Font Awesome version

v6

Application and Operating System

Webstorm Windows 11

Web bug report checklist

  • [X] I have included a test case because my odds go way up that the team can fix this when I do
  • [X] I have searched for existing issues and to the best of my knowledge this is not a duplicate

barrychapman avatar Mar 11 '24 16:03 barrychapman

Hello @barrychapman I have faced the same issues while trying to install the package using the Windows terminal. With git Git Bash it worked.

hagealex avatar Mar 12 '24 09:03 hagealex

Are there any OS related issue with npm and @ in file names?

tagliala avatar Mar 12 '24 10:03 tagliala

@tagliala I just saw this is an issue related to the Windows terminal:

Sometimes, the Windows command prompt interprets special characters differently. If you're using the command prompt, you might need to escape the "@" symbol by using a caret (^) before it, like this: npm install ^@package-name.

So for Windows terminal the command must be:

npm install ^@awesome.me/kit-KIT-CODE

Might be worth to add this to your documentation :)
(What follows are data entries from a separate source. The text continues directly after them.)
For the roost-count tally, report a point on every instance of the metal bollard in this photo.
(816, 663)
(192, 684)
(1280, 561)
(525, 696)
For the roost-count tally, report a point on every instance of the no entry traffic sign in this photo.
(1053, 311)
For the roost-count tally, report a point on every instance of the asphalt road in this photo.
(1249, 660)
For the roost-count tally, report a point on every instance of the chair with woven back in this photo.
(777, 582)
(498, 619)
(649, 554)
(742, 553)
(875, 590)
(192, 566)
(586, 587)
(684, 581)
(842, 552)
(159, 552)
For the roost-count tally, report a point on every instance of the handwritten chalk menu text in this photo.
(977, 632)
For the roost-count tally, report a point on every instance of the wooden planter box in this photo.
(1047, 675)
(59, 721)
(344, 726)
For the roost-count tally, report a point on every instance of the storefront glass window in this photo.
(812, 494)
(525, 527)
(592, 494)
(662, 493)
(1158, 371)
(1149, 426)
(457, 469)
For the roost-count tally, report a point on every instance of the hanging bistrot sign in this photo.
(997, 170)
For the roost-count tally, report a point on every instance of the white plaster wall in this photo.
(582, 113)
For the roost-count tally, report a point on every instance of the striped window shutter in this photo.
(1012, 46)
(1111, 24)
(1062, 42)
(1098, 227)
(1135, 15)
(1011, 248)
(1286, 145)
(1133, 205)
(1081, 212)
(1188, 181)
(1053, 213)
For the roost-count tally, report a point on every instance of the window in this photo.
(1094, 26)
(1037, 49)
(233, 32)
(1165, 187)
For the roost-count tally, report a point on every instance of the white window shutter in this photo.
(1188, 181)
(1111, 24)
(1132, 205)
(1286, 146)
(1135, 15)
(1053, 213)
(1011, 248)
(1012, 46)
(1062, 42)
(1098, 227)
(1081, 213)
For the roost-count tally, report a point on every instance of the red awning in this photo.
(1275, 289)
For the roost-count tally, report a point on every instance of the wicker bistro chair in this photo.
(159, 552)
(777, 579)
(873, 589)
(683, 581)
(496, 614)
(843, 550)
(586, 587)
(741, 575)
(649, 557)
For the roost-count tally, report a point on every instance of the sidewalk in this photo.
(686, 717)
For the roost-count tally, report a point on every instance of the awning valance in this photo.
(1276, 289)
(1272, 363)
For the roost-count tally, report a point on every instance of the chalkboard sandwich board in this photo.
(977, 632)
hagealex avatar Mar 12 '24 12:03 hagealex

You can also use single quotes to get around this issue. For example: npm install '@awesome.me/kit-KIT-CODE'

CoderBrad avatar Mar 14 '24 21:03 CoderBrad

I'm not sure that this should be added to the docs, because it is platform-dependent, it is how the platform work, and I do not remember seeing instructions for different OSes in @ scoped node packages.
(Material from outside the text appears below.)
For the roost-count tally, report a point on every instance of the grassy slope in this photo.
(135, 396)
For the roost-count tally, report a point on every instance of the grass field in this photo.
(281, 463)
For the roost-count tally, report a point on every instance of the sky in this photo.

I think that a warning is more appropriate in this case

As an example, I can provide @popperjs/core, which is a very known package especially in bootstrap ecosystem.

Do you have examples of other packages with instructions specific to windows?

tagliala avatar Mar 20 '24 15:03 tagliala

The issue only occurs when the scope includes a . in the name (older versions of powershell had an issue with the @ as well but that was fixed a while ago at this point). I agree that a warning would be appropriate since most people will probably not encounter this issue. @neville.dabreo/greetingbot is a random example I found of a package with the same issue.